Parish is the all-time leader in blocks, offensive rebounds and defensive rebounds for the Boston Celtics. In his career with the Celtics, he recorded an average of 16.5 points, 10.0 rebounds and 1.5 blocks. Throughout his career, Parish had some games that saw him blocking very many shots. For example, on October 29, 1978 against the Cleveland Cavaliers, Parish rejected 11 of his opponents’ shots. Another occasion where he displayed his blocking ability is on March 17, 1982 where he swatted 9 shots against the Atlanta Hawks
9. Tree Rollins
Total blocks in career: 2,542
Blocks averaged in career: 2.2 BPG
Achievements: NBA All-Defensive First Team (1984), NBA All-Defensive Second Team (1983), NBA blocks leader (1983)
Rollins was selected in the 14th position of the 1977 NBA Draft by Atlanta Hawks, where he became a defensive specialist. In the 1982-83 season, he averaged 7.8 points, 9.3 rebounds and 4.3 blocks per game and being elected to the NBA All-Defensive Second Team.

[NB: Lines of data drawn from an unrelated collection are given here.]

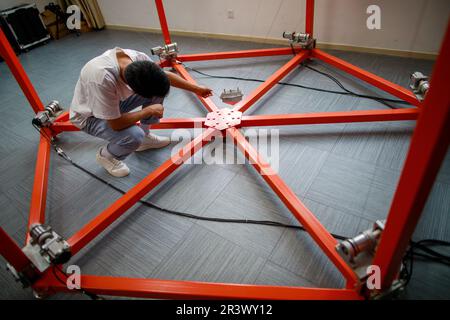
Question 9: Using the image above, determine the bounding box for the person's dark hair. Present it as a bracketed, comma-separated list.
[124, 61, 170, 98]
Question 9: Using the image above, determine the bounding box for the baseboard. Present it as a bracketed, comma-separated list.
[106, 25, 437, 60]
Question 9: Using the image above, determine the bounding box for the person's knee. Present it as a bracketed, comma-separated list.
[122, 126, 145, 149]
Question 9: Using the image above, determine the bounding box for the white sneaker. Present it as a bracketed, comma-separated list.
[136, 133, 171, 152]
[96, 148, 130, 178]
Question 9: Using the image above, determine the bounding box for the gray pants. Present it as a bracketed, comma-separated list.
[82, 94, 164, 160]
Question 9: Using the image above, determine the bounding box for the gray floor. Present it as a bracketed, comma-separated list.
[0, 31, 450, 299]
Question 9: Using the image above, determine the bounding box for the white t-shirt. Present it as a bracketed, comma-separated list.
[70, 48, 152, 129]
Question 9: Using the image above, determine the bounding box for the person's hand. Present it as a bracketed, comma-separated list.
[145, 104, 164, 118]
[195, 86, 213, 98]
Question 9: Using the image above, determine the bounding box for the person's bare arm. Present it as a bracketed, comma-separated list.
[166, 71, 212, 98]
[107, 104, 164, 131]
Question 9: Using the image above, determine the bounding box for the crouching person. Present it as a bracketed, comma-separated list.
[70, 48, 212, 177]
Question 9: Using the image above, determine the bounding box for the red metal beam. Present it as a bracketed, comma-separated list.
[312, 49, 422, 107]
[305, 0, 314, 37]
[25, 135, 51, 244]
[68, 128, 215, 255]
[374, 22, 450, 288]
[33, 274, 362, 300]
[234, 51, 309, 112]
[177, 48, 298, 62]
[52, 118, 206, 134]
[155, 0, 172, 44]
[0, 29, 44, 113]
[0, 227, 30, 272]
[173, 63, 218, 112]
[240, 108, 419, 127]
[227, 128, 358, 289]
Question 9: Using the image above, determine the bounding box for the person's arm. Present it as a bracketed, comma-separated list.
[107, 104, 164, 131]
[166, 71, 212, 98]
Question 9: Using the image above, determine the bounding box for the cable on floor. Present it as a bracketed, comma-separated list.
[44, 133, 450, 292]
[182, 59, 411, 109]
[29, 65, 444, 299]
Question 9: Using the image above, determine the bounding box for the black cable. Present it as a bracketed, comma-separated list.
[52, 265, 104, 300]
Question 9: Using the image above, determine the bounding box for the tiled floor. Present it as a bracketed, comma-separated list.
[0, 31, 450, 298]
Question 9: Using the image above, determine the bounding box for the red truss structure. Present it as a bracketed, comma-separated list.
[0, 0, 450, 299]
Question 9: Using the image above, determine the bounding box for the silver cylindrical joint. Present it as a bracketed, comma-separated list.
[45, 100, 62, 117]
[30, 224, 53, 246]
[339, 230, 381, 258]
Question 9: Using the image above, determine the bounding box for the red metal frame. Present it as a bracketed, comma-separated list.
[0, 0, 450, 299]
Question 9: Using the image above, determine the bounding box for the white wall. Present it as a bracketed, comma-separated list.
[98, 0, 450, 53]
[0, 0, 49, 12]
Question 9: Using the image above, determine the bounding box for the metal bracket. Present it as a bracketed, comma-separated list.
[336, 220, 384, 280]
[151, 42, 179, 60]
[283, 31, 316, 49]
[22, 224, 72, 272]
[220, 88, 244, 105]
[32, 100, 63, 128]
[409, 71, 430, 101]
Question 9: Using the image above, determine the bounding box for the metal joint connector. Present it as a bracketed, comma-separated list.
[32, 100, 63, 128]
[283, 31, 316, 49]
[336, 220, 384, 280]
[409, 71, 430, 101]
[150, 42, 179, 59]
[23, 224, 72, 272]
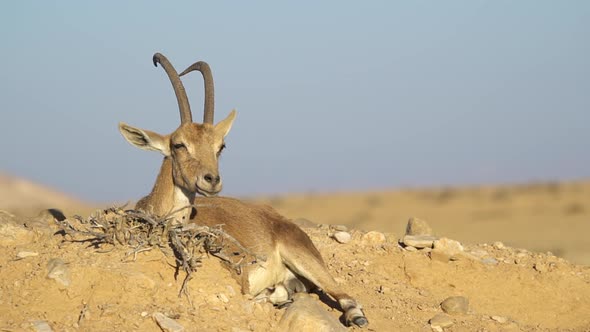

The following year he was second in the list of top blockers, behind Mark Eaton, being included this time in the NBA All-Defensive Team. After 11 seasons in the Hawks, he decided to change his team, signing as a free agent for the Cleveland Cavaliers where he played two seasons as a substitute for Brad Daugherty.
Already 36 years old, he was hired by the Houston Rockets to give minutes to their starting center, Hakeem Olajuwon. At the end of his career, he was ranked 9th in the most blocks in the history of the NBA with 2542 blocks. In his career, he averaged 5.4 points, 5.8 rebounds and 2.2 blocks per game.
8. Shaquille O’Neal
Total blocks in career: 2,732
Blocks averaged in career: 2.3 BPG
Achievements: 4× NBA champion (2000–2002, 2006), 3× NBA Finals MVP (2000–2002), NBA Most Valuable Player (2000), 15× NBA All-Star (1993–1998, 2000–2007, 2009), 3× NBA All-Star Game MVP (2000, 2004, 2009)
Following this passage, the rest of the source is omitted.